One thing I like about many of Alexander's Supers is that she uses Michigan's Upper Penisula as a setting. You've got beautiful scenery, good local color, plenty of characters, and she's from the area - so she writes it with authenticity. However in this case, I felt like I was reading a love letter to the U.P moreso than a romance between hero and heroine. Plenty of time is spent on the town of Christmas and the "local color" that is the holiday celebrations. Likewise, this is a big, involved family-type story. The HSR line is great because the stories are longer, so authors can toss in some secondary characters and subplots. But here it felt like too much.
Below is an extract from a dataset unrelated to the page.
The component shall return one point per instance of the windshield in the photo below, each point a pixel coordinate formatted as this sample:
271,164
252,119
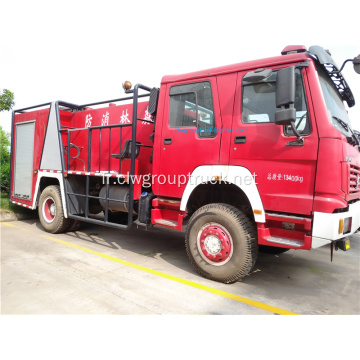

You've got brother Nicky, his wife, and their kids. You have 20-year-old sister Noelle and her boyfriend. You have Mom and Dad. You have a cantankerous aunt. There's also a secondary romance between the local fix-it repair woman and a shy, bashful writer. Between all those people and the Christmas goo-ga, Merry and Michael felt a little lost in the shuffle.

This is also one of those Small Town = Goody Goodness type stories. Which is fine. Really. But one thing I learned? These types of stories tend to work a lot better for me if there's a wee bit of angst in the proceedings, and this whole romance felt a little too easy to me. Yes, even with Merry being knocked up by another man. Yes, even with Michael being on the rebound. It should have been more angst-y, but wasn't. Even when Michael is debating about spending time with Merry, he does anyway. He pays lip-service to not getting too close, but then these two keep hanging out together. And they fall into their relationship like slipping on that ratty old pair of slippers you keep around because dang, they're so darn comfortable.

None of this makes this a bad book - just sort of ho-hum. It's certainly pleasant, and these are nice enough folks. Sure I was flummoxed why Merry wanted to keep the identity of the Baby Daddy under wraps from her family (even though it's obvious!) and sure it irritated that her mother was supposedly "scandalized" by her unmarried daughter's pregnancy even though Merry is thirty-frickin-six years old. But whatever. When you're born, raised and die in a small town - never leaving said town - scandals can be stuck in the 1950s.

Where does that leave me? Well, this story is just sort of there. If you're a reader looking for a simple, uncomplicated romance with that cozy small town vibe? This one just might do it for you. Sometimes you just need a read like that. No vampire lurking behind dark corners. No serial killers waiting in the bushes. That said, this one didn't really light a fire under me either way (no, OMG LURVE! and no, OMG BLEEDING EYES!). So yeah. Sorta there.

Final Grade = C


Hannah said...

Thanks for the review! I think I can skip this one, especially because I bought so many of the holiday-themed Harlequins in the Superromance, Harlequin Romance, and Special Edition lines this year. I'm especially looking forward to reading the new Sarah Mayberry, The Best Laid Plans (I think that one is not set at the holidays though)

Anonymous said...

I'm not sure I could take the cute factor of the nickname Merry. Then again, the question I've been asked most in my life is, "Why didn't your mother name you Merry?" So I'm jaded. :)

Oh, and I suppose I should last name is Christmas.

Wendy said...

Hannah: There have been some years where I've bought ALL the holiday offerings in certain lines. Sigh.

Elissa: LOL! I normally really enjoy how Alexander writes small towns/communities - but this one definitely veered into cutesy territory a few times for me.